Last updated on April 8, 2021
As this blog has noted in prior select posts, Internet social media sites have exploded with relevance across a broad spectrum of family law and divorce-related concerns over the past couple years.
Regularly recurring stories underscore how the cavalier use of a site such as Facebook — for example, as a repository for pictorial evidence of a lavish, criminal or generally injudicious lifestyle — can backfire on an online user in a child custody or visitation dispute, child support matter or property division determination.
The recommendation of commentators who closely follow social media trends and developments is this: Be circumspect online and maintain a responsible, measured presence.
Even doing that, though, is sometimes not enough.
The case of a fitness trainer based in southern California attests to that, and has broad relevance across the country, including in Georgia.
The trainer — a father who left Milwaukee years ago and last made child support payments for his daughter in 1996 — is wanted by Wisconsin authorities on six felony counts of unpaid support that total more than $100,000.
Law enforcement officials went straight to his Facebook page in an effort to find him, since they have had problems locating him.
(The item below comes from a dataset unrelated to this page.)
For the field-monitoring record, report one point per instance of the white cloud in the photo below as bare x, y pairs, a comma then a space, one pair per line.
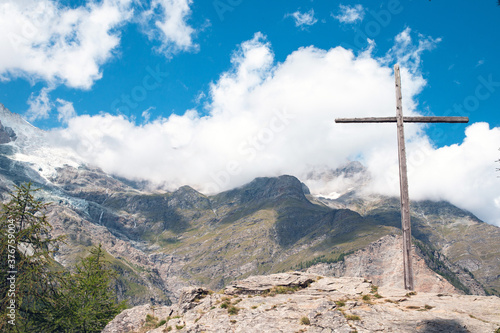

When nothing helpful surfaced on his “public” page, authorities took a second step: They served Facebook with a search warrant on all the information existing behind the public page.
Facebook complied by providing a CD with extensive information that included pictures, messages, comments and a friend list of the non-payer.
In commenting on the matter, a Facebook spokesperson said that the social media company cooperates fully with law enforcement agencies in such matters and that it “adheres to all applicable federal laws.”
The story is certainly food for thought for online users with outstanding legal obligations who maintain an information-heavy social media presence behind their publicly available profile.